I love that description. Andy Partridge of XTC is credited with writing the song To the Bone. How did you two collaborate on that one?
He wrote the lyrics based on me “la-la-la”ing the melody and bouncing words off him. It’s a song I knew had to be elliptical because it’s a song about truth.
Or post-truth, at this point…
(laughs) Post-truth, yeah yeah — that idea of fake news, and twisting the truth to your agenda. I’ve never felt particularly comfortable writing about politics. It’s not really me, so it seemed like a really obvious one for Andy to have a crack at. He wrote the words based on my nonsense lyrics, as it were — which is not an easy thing to do.
If anybody’s going to be able to turn nonsense into character study, it’s Andy. Tell me more about the song’s spoken word intro that goes, “Once we’ve made sense of our world, we want to go and fuck up everybody else’s.” Who came up with that?
That’s actually a really good friend of mine who’s a black schoolteacher in Texas, Jasmine Walkes. Basically, what I said to her was, “I want you to talk about truth, and the idea of truth as perspective — and I want you to improvise it.” And she came back with something that was very impromptu and very natural, and not scripted — and it was perfect! It was the perfect line to start the record, and I couldn’t have written it any better if I had scripted it myself.
It’s the perfect lead-in to “2017 truthiness,” to borrow a word.
Exactly! It sounds completely ad-libbed and completely natural because it wasn’t scripted, and I love that about it.
The way the world’s news cycle is spinning on its own axis, these songs resonate in the moment we’re living in, right now. Do you feel that yourself, listening to these songs you’ve written only just a short while ago?
Ultimately, these emotions and these feelings have no relation to time, race, gender, politics, or religion. They are universal.

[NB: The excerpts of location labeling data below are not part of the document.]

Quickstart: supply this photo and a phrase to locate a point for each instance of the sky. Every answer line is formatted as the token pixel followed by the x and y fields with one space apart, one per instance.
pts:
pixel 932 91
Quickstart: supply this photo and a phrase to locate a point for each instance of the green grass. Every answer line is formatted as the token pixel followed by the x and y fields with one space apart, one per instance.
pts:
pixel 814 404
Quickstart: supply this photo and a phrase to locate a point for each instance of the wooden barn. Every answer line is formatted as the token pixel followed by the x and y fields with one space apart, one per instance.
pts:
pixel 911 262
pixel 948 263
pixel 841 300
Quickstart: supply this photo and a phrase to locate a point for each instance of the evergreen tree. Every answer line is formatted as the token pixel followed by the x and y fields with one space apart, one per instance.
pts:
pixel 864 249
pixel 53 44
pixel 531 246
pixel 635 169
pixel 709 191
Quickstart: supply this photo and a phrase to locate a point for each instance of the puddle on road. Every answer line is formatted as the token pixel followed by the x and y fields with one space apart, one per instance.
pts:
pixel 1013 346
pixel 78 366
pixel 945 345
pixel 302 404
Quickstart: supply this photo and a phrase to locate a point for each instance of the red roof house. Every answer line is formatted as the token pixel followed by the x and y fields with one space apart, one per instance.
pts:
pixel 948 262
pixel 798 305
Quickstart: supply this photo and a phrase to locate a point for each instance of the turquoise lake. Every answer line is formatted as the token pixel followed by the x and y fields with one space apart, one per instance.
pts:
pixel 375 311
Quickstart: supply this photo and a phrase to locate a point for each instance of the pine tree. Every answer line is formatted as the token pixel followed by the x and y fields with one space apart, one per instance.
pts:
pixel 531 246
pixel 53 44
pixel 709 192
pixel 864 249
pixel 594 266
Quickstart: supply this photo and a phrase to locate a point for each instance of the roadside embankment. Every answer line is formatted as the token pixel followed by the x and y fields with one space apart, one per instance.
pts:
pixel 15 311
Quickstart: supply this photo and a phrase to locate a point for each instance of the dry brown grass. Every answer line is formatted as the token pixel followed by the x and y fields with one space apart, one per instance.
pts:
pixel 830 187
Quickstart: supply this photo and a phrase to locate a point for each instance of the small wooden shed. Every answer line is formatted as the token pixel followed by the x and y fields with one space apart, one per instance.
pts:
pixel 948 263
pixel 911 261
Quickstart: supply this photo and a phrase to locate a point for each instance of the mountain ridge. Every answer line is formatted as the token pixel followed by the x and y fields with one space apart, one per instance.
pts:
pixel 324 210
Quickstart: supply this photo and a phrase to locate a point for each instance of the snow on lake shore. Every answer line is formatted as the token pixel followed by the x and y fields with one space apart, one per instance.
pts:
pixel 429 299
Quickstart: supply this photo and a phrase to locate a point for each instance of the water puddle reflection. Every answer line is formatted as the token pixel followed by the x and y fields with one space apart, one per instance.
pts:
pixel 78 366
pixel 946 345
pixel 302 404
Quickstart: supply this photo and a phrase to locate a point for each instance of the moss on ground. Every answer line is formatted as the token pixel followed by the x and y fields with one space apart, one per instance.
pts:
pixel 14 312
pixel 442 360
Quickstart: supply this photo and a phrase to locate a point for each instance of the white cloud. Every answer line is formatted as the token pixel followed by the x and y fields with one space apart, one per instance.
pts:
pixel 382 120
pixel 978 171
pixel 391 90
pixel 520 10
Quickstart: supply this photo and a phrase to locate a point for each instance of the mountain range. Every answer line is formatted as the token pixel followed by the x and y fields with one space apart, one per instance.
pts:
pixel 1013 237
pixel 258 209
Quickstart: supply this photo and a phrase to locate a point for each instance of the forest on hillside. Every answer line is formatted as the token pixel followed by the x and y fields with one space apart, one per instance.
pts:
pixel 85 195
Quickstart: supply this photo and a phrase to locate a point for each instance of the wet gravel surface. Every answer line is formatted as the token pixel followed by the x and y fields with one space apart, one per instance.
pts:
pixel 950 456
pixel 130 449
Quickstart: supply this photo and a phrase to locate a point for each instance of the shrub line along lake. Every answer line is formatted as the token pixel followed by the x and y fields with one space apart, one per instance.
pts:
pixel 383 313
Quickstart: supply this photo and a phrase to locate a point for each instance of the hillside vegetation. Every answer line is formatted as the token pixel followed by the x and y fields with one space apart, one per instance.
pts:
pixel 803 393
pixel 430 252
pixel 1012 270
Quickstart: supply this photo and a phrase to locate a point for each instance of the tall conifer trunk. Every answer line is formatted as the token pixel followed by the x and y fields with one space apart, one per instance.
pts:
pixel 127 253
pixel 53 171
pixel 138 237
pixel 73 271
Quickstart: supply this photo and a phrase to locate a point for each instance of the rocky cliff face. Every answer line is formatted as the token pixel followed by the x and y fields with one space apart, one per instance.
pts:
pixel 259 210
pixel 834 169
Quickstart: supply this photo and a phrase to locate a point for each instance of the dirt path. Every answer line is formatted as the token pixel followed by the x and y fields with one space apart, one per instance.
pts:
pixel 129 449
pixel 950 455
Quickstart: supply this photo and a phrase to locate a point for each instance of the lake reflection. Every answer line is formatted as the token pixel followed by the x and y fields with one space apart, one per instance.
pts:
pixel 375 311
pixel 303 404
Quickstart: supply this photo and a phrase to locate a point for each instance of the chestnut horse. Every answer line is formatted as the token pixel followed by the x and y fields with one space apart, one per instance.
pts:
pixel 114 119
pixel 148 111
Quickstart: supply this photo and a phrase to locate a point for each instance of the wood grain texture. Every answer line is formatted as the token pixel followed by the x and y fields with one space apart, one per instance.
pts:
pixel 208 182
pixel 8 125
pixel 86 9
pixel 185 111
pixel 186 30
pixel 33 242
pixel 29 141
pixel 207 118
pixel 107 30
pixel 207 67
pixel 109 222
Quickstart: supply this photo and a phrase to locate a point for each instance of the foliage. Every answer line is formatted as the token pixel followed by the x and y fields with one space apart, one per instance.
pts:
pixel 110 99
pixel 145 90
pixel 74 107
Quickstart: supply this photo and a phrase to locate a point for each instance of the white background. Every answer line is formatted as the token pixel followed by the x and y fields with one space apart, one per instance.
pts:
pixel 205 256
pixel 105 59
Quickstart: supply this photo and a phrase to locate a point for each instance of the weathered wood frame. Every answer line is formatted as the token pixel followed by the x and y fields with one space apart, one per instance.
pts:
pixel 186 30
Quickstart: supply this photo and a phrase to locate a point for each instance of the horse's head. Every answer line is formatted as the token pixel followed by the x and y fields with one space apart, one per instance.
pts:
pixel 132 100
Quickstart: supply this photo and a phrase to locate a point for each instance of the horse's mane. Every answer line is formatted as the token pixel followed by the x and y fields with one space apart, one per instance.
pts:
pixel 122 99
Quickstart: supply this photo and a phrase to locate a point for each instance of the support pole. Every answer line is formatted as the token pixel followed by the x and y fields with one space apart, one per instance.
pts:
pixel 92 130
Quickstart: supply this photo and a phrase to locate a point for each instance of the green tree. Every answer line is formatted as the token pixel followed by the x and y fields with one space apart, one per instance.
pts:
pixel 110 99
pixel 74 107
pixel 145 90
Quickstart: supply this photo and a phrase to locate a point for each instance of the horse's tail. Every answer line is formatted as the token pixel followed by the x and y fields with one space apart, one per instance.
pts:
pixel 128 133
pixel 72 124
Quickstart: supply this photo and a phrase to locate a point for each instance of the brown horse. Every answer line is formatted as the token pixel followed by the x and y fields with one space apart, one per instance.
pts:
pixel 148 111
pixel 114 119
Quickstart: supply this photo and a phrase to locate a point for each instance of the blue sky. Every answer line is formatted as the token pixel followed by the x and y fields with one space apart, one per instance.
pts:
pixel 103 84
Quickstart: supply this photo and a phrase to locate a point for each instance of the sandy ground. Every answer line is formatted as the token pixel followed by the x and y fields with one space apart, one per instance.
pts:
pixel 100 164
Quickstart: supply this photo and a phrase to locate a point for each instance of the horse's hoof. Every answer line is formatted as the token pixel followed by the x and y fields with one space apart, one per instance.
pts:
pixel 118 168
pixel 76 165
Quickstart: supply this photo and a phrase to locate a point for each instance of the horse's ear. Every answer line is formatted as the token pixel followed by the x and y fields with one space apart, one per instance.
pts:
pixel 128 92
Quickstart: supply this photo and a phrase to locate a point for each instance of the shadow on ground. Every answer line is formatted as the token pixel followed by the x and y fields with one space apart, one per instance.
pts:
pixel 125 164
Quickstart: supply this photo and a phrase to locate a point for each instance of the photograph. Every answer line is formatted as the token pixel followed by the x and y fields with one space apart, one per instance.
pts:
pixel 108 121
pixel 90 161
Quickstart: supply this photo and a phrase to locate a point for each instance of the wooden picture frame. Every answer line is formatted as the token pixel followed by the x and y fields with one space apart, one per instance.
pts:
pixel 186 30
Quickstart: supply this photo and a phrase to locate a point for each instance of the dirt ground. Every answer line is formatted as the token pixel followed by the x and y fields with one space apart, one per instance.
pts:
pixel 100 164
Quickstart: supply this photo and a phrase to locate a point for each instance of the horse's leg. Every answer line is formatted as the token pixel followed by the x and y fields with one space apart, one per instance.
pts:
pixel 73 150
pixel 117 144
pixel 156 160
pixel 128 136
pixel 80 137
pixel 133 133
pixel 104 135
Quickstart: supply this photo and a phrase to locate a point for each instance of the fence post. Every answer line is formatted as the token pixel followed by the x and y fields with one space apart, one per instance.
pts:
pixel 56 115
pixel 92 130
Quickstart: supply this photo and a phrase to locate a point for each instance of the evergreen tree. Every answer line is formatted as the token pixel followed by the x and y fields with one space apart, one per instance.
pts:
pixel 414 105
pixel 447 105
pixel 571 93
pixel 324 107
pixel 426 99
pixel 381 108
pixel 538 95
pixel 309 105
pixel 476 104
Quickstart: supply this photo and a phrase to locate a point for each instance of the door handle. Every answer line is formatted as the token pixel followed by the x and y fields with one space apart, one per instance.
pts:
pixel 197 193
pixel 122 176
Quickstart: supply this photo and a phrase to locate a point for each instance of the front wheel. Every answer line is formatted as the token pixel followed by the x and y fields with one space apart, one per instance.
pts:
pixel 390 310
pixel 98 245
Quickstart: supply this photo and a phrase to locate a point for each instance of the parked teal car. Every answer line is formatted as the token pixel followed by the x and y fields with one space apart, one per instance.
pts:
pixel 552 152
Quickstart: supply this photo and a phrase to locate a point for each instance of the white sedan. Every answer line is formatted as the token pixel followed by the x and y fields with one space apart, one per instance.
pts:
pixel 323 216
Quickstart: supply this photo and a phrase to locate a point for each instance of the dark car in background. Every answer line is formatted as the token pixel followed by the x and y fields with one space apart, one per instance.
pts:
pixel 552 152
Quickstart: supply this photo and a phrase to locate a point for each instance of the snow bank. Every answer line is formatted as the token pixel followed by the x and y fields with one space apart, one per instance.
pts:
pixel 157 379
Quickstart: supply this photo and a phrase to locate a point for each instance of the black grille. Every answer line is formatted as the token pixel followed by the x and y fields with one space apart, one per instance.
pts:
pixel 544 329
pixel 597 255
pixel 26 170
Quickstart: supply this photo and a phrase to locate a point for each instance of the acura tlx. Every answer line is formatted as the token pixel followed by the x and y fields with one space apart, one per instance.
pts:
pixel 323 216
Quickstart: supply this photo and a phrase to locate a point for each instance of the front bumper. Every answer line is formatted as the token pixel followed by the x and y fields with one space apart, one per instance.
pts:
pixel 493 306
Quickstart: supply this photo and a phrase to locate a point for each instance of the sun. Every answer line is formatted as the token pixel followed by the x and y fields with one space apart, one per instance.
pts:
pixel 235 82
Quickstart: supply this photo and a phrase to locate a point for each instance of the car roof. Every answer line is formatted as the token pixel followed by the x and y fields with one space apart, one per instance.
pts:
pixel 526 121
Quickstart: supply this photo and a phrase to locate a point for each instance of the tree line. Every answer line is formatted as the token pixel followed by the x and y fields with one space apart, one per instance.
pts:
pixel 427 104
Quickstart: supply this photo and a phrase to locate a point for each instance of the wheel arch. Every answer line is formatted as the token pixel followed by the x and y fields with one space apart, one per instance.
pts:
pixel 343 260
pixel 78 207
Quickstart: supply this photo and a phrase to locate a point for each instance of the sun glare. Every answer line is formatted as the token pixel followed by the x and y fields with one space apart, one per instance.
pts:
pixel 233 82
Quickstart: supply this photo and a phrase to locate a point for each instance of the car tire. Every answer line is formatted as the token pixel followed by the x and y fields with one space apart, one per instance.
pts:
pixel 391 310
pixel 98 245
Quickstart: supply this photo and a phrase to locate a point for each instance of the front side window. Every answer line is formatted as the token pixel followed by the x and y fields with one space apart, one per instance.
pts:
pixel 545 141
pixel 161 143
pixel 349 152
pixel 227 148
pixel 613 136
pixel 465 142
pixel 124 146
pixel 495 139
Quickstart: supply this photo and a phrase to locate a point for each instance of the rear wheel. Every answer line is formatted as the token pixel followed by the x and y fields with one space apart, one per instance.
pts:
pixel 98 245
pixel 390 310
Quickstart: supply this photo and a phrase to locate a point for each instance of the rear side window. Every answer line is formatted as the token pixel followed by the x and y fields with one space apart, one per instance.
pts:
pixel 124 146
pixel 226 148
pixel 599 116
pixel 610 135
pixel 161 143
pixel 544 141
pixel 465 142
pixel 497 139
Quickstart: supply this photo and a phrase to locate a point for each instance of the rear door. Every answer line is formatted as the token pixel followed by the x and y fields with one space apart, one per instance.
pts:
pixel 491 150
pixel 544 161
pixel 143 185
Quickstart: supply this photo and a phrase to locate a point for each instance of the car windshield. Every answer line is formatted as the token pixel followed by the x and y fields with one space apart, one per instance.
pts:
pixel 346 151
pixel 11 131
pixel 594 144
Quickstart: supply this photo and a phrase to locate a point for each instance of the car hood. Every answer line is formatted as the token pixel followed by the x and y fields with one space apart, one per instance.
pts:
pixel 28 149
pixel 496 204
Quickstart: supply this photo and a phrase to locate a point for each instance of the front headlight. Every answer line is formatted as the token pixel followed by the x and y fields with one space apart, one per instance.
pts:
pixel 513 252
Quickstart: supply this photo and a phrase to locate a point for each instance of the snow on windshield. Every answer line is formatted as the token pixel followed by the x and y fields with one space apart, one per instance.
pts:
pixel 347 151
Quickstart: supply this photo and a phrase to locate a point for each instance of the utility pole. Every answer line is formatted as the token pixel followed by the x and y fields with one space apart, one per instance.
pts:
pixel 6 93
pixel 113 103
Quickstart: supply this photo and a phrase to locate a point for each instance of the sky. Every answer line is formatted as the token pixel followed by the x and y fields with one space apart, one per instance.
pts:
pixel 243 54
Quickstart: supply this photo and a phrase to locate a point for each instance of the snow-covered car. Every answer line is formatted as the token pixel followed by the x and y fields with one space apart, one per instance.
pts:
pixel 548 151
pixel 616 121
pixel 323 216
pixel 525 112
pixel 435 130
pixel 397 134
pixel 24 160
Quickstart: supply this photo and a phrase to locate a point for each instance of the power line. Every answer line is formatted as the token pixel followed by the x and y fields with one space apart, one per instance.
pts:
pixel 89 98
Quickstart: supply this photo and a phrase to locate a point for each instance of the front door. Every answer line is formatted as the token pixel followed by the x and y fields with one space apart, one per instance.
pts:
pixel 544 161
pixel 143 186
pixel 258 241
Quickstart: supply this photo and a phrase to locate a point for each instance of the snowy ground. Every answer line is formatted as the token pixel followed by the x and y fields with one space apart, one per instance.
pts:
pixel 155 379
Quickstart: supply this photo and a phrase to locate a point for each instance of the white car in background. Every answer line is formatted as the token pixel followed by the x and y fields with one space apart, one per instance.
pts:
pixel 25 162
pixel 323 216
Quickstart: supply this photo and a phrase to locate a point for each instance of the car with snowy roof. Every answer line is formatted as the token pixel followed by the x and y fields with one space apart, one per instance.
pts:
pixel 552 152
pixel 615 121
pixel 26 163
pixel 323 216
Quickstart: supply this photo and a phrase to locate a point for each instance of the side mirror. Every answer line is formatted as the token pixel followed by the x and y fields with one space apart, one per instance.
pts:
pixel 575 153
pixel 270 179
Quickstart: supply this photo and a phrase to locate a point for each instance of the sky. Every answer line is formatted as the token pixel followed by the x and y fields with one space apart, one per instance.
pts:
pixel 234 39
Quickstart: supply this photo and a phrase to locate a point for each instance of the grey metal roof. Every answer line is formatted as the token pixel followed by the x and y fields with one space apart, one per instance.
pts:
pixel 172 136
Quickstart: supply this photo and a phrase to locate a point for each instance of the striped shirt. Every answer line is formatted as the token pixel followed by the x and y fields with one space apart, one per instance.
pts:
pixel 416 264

I do, but the world is changing so rapidly. Even in the 2½ years since I did Hand. Cannot. Erase. — which was an album also very much about modern life and what it’s like living in the 21st century — the world has completely changed. It’s a completely different landscape.
And while I feel there’s certainly a sense of continuity with some of the things I’m writing about, there’s also something different about songs written in 2016 and 2017 than if I’d written them ten years ago — or even five years ago. Although the themes are very universal and, in many ways, timeless, there’s also something very specifically now about these lyrics.
And that’s a hard line to walk — to be able to make something seem both of the moment and not of the moment.
I think it’s very hard to second guess the way the future is going to go. Sometimes you have to be of the mind to be reflective of the times you live in, and you can’t really predict if those topics are going to become universal.
The one thing I do believe is, if you make the songs about the human aspects of things, you’ve got a much better chance of having the music transcend the times. If you make them very political and very topical, it’s going to date very quickly. If you make them, like my songs are, about characters that are living through these things, you’ve got a better chance of still resonating with people in 10, 20, 50, or even 100 years’ time.
Ultimately, these emotions and these feelings have no relation to time, race, gender, politics, or religion. They are universal.